The City Council this week chose a $125-million high-rise hotel and office project for a 20-acre redevelopment site just west of the San Diego Freeway.
The winning design, submitted by Andrex Development Co. of Los Angeles, includes a 16-story office building and a 14-story Marriott hotel that will be the two tallest buildings in this low-rise city. The current height limit is six stories.
The project will include two hotels with a total of 462 to 486 rooms, 500,000 square feet of office space and three high-quality restaurants.
Projected income to the city’s general fund, through bed and sales tax revenues, is $7.5 million over 10 years. Councilman Steve Andersen said he hopes the revenues would be used to reduce or eliminate the city’s 3.5% utility tax.
The site, bounded by the freeway, Rosecrans Avenue, Isis Avenue, the Santa Fe Railroad and 147th Street, is now occupied by a mixture of businesses and residences that the city will buy.
Six Proposals Rejected
Andrex won out over the other finalist, Watt Investment Properties Inc., which had proposed a $185-million project with more office space (1 million square feet) and fewer hotel rooms (300). Six other proposals were rejected earlier by the city staff.
City officials said Andrex was chosen because it offered a more attractive financial package and its smaller office space will mean fewer rush-hour traffic problems. James Mitsch, city chief of general services, said the Andrex proposal, with less emphasis on office space, posed less risk for the city in case of a glut of office space.
The selection of Andrex is merely the beginning of the redevelopment project. The city has yet to come to a firm agreement with the development company, acquire land from the 63 property owners in the area, relocate residents and businesses, and sell $5 million in bonds to finance part of the project.

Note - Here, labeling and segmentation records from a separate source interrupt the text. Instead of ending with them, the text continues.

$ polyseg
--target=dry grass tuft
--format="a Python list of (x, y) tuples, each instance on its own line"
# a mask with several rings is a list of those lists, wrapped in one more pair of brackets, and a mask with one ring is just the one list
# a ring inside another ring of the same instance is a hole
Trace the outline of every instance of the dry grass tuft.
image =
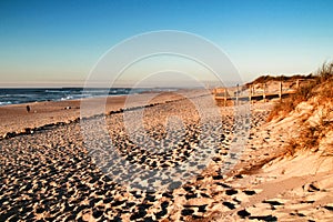
[(276, 103), (268, 121), (275, 118), (283, 119), (287, 113), (293, 111), (299, 103), (307, 101), (313, 97), (319, 97), (322, 101), (333, 99), (333, 62), (324, 63), (322, 68), (319, 69), (316, 75), (314, 75), (314, 81), (300, 87), (295, 94)]

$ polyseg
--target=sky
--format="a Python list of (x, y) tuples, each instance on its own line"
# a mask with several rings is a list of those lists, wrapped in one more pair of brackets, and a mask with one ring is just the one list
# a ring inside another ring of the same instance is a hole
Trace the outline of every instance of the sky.
[(110, 48), (159, 30), (213, 42), (243, 81), (307, 74), (332, 61), (332, 8), (331, 0), (1, 0), (0, 87), (82, 85)]

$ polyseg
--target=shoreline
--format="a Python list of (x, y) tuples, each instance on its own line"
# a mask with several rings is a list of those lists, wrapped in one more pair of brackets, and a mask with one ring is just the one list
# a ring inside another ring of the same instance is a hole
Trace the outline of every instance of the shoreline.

If all goes according to plan, Andrex will start construction in 18 months to two years and finish two years later.
What the council did Monday was direct the city administration to put together in the coming week an agreement to negotiate exclusively with Andrex. If Andrex and the city administration cannot come to terms, the council directive ordered the administration to go back to Watt.

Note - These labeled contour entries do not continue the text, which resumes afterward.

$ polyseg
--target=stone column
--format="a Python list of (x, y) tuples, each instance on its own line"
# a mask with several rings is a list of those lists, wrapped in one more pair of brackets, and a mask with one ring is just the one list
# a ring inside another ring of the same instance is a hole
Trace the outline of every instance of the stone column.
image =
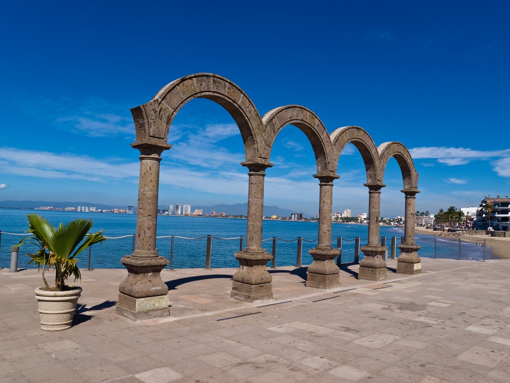
[(160, 157), (170, 146), (144, 145), (140, 150), (140, 181), (136, 221), (136, 247), (131, 255), (120, 261), (128, 269), (128, 277), (119, 286), (117, 313), (138, 321), (168, 316), (168, 288), (161, 272), (168, 261), (156, 249)]
[(386, 280), (387, 276), (384, 254), (386, 248), (379, 243), (381, 189), (386, 185), (365, 184), (365, 186), (368, 187), (368, 243), (361, 248), (365, 257), (360, 262), (358, 279)]
[(340, 269), (335, 262), (340, 251), (331, 246), (333, 180), (338, 176), (314, 176), (319, 179), (319, 240), (308, 252), (314, 261), (308, 267), (307, 287), (327, 290), (340, 286)]
[(273, 299), (271, 276), (266, 265), (272, 256), (262, 249), (262, 223), (264, 218), (264, 171), (272, 166), (268, 163), (243, 163), (248, 167), (248, 217), (246, 247), (234, 256), (239, 261), (239, 269), (233, 276), (231, 297), (244, 302), (257, 302)]
[(397, 272), (417, 274), (421, 273), (421, 259), (418, 256), (420, 246), (414, 242), (415, 208), (417, 190), (401, 190), (405, 196), (405, 224), (404, 242), (398, 245), (400, 255), (397, 258)]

In the current proposal, land acquisition, relocation and demolition costs are projected at $28.6 million, with Andrex, bankrolled by Wells Fargo, putting up $23.6 million and the city selling tax-increment bonds for the $5-million remainder. Under tax-increment financing, the city will pay off the bonds using the increase in property tax revenues generated by the new construction.
In a key concession, Andrex agreed to accept parcels acquired by the city as soon as the city obtains the deeds, according to Bud Cormier, assistant redevelopment director.

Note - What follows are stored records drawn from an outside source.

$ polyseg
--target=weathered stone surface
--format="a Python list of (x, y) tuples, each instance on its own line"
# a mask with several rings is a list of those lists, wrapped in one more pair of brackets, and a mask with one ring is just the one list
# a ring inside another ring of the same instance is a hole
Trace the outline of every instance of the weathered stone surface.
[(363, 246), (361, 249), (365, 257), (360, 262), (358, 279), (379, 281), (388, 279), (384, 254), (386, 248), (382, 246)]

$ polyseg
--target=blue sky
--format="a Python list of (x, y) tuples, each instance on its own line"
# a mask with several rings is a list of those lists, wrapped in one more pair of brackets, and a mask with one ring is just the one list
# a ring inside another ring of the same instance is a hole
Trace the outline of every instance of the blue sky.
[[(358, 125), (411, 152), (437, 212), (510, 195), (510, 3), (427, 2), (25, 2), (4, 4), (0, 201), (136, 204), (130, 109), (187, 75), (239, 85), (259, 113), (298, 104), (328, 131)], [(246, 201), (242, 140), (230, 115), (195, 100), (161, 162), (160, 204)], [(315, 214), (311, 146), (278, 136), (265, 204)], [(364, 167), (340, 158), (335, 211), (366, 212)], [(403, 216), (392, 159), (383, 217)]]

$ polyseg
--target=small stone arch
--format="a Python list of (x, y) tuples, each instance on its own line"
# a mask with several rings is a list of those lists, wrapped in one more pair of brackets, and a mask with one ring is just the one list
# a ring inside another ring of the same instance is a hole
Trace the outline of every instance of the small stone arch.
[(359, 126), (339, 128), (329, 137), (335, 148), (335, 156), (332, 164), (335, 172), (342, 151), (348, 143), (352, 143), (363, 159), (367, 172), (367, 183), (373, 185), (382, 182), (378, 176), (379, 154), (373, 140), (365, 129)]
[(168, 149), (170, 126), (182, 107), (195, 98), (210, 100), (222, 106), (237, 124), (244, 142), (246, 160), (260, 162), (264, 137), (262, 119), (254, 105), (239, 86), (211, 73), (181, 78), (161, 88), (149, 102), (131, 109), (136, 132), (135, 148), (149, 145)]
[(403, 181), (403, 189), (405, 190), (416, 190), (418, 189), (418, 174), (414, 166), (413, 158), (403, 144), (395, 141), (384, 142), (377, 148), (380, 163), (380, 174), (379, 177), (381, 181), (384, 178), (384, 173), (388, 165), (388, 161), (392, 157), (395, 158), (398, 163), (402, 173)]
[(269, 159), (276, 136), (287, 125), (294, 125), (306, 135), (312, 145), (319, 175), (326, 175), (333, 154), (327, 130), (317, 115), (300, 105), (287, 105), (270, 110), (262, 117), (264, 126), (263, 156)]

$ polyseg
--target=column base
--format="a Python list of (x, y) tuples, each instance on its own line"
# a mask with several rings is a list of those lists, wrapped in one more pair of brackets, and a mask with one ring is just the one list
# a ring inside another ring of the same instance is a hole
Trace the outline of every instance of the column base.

Insisting on a more customary arrangement for redevelopment projects, Watt wanted the city to acquire parcels and hold them until they could be turned over in large batches, a process that would add $850,000 annually in borrowing charges to the city’s cost, Cormier said.
Andrex was organized in 1980 by developers Howard Mann and Gene Rosenberg.
Mann said the firm, based in the 1100 block of West 190th Street in the Los Angeles city strip near Torrance, completed $75 million in construction projects in the last three years and expects to be involved in projects valued at $250 million during the next three years, including the Hawthorne redevelopment project.